Looks like you have no RMI registry (i.e. active server) you are lookingUp() against.
You supplied no Context.INITIAL_CONTEXT_FACTORY variable, so the lookup should be a valid URL, which it is not.
Hence, you should put something like this on your env (on the iCtx):
env.put(Context.INITIAL_CONTEXT_FACTORY, "com.sun.jndi.rmi.registry.RegistryContextFactory");
I suggest you read the the simple examples over at http://java.sun.com/j2se/1.5.0/docs/guide/jndi/jndi-rmi.html
When using JNDI, you're using an API that requires a specific configuration underlying it in order to connect to the server (see the Javadoc for details on what that configuration is). For example, java.naming.factory.initial is the property which indicates which implementation of JNDI you want to use.

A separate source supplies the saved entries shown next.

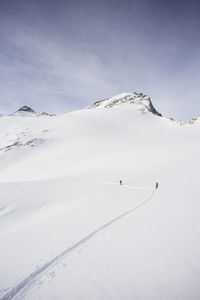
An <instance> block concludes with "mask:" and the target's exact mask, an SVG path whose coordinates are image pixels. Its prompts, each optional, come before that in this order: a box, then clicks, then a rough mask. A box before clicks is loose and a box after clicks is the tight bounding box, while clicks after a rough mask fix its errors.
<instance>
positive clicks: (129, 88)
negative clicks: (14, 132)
mask: <svg viewBox="0 0 200 300" xmlns="http://www.w3.org/2000/svg"><path fill="white" fill-rule="evenodd" d="M199 28H200V3H199V2H198V1H184V0H179V1H176V0H175V1H162V0H160V1H156V0H101V1H92V0H86V1H85V0H77V1H72V0H70V1H68V0H57V1H53V0H43V1H42V0H28V1H27V0H18V1H12V0H1V1H0V41H1V42H0V112H11V111H14V110H15V109H16V108H18V107H20V106H22V105H25V104H26V105H30V106H34V108H35V109H36V110H39V111H50V112H55V113H59V112H65V111H69V110H74V109H79V108H82V107H85V106H87V105H89V104H91V103H93V102H94V100H98V99H101V98H105V97H110V96H113V95H115V94H119V93H121V92H142V93H146V94H148V95H149V96H151V99H152V101H153V103H154V104H155V106H156V107H157V108H158V110H159V111H162V112H163V114H164V115H166V116H170V117H174V118H188V119H189V118H191V117H195V116H198V115H200V105H199V100H200V95H199V82H200V73H199V61H200V52H199V48H200V36H199V32H198V31H199Z"/></svg>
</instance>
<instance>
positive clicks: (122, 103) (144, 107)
mask: <svg viewBox="0 0 200 300" xmlns="http://www.w3.org/2000/svg"><path fill="white" fill-rule="evenodd" d="M128 104H134V105H135V108H138V109H139V110H140V111H142V112H143V113H146V112H151V113H152V114H155V115H158V116H160V117H161V116H162V115H161V113H159V112H158V111H157V110H156V109H155V107H154V106H153V104H152V102H151V99H150V97H148V96H146V95H143V94H142V93H139V94H138V93H121V94H119V95H117V96H114V97H111V98H107V99H104V100H100V101H96V102H95V103H94V104H93V105H91V106H89V107H88V108H89V109H90V108H111V107H115V106H117V105H128Z"/></svg>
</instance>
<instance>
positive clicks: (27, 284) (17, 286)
mask: <svg viewBox="0 0 200 300" xmlns="http://www.w3.org/2000/svg"><path fill="white" fill-rule="evenodd" d="M155 192H156V190H153V192H152V194H151V195H150V196H149V197H148V198H147V199H146V200H145V201H143V202H142V203H140V204H138V205H137V206H135V207H134V208H132V209H130V210H128V211H126V212H124V213H123V214H121V215H119V216H118V217H116V218H114V219H112V220H111V221H109V222H107V223H106V224H104V225H103V226H101V227H99V228H97V229H96V230H94V231H93V232H91V233H90V234H88V235H86V236H85V237H84V238H83V239H81V240H80V241H79V242H77V243H75V244H74V245H72V246H71V247H69V248H67V249H65V250H64V251H62V252H61V253H60V254H58V255H57V256H55V257H54V258H53V259H51V260H49V261H48V262H46V263H45V264H44V265H43V266H41V267H40V268H38V269H37V270H36V271H34V272H32V273H31V274H30V275H29V276H27V277H26V278H25V279H23V280H22V281H20V282H19V283H18V284H17V285H16V286H15V287H14V288H12V289H11V290H10V291H9V292H8V293H6V294H5V295H4V296H3V297H2V298H1V299H0V300H10V299H12V298H13V297H15V296H18V295H19V294H20V293H21V292H23V291H24V290H25V289H26V288H27V287H28V286H30V285H32V284H33V283H34V282H36V280H37V279H38V277H39V276H40V275H43V273H44V272H45V271H46V270H47V269H48V268H49V267H53V266H54V265H56V264H57V263H59V261H61V260H62V259H63V258H64V257H65V255H66V254H68V253H69V252H71V251H73V250H74V249H76V248H77V247H79V246H80V245H82V244H84V243H85V242H87V241H88V240H90V239H91V238H92V237H93V236H94V235H96V234H97V233H99V232H100V231H102V230H104V229H106V228H107V227H108V226H110V225H111V224H113V223H115V222H116V221H118V220H120V219H121V218H123V217H125V216H126V215H128V214H131V213H132V212H134V211H135V210H136V209H138V208H139V207H141V206H143V205H144V204H146V203H147V202H148V201H150V200H151V198H152V197H153V196H154V194H155Z"/></svg>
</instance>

Now, when running code inside a JavaEE server, this configuration is available implicitly, and all you need to do is what you have done in your code - instantiate InitialContext, and perform a lookup. However, when running outside the server, this implicit configuration is not present, and so you need to configure your InitialContext explicitly.
Your sample code uses a main() method, which suggests that you're running outside the container. The config you need will depend on your specific application server, you'll need to look up that documentation to see what config to supply.